THE STRUCTURE OF INTERLAYER WATER IN VERMICULITE

Neutron diffraction, in conjuction with substitution of deuterium (D) for hydrogen (H), has been used to determine the structure of interlayer water in sodium- and nickel-substituted vermiculites. We have measured the intensities of the (00l) Bragg reflections as a function of relative humidity and H/D content, up to l = 30. Difference analysis has then been used to obtain separate density profiles, rho(z), for both the hydrogen atoms and the oxygen atoms plus the clay sheets. Ni-vermiculite was studied at 84% relative humidity, while Na-vermiculite was studied at both 88% and 30% relative humidity. At these values the layer spacings are 14.40, 14.96, and 11.78 angstrom, respectively. We find that each interlayer nickel ion is coordinated octahedrally to 6.0 water molecules. All of these water molecules are oriented to form a strong hydrogen bond to the adjacent clay surface. We also find that extra water is located close to the clay layers. This additional water is situated within the hexagonal rings of SiO4 and AlO4- tetrahedra, which comprise the clay surfaces. In the 14.96 angstrom phase of Na-vermiculite there are an average of 4.9 interlayer water molecules per cation.
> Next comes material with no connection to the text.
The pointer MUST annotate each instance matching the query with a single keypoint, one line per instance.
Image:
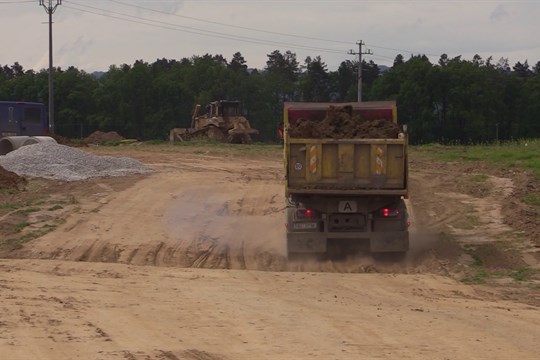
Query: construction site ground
(189, 263)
About half of these water molecules are oriented to form a hydrogen bond to one of the clay surfaces. Additional water is found close to the clay surface, occupying the same hexagonal ring sites as in 14.40 angstrom Ni-vermiculite. In the 11.78 angstrom phase of Na-vermiculite there are an average of 2.1 water molecules per interlayer cation. The oxygen atoms of these interlayer water molecules are found close to halfway between the layers, while the hydrogen atoms are directed towards one of the adjacent clay sheets.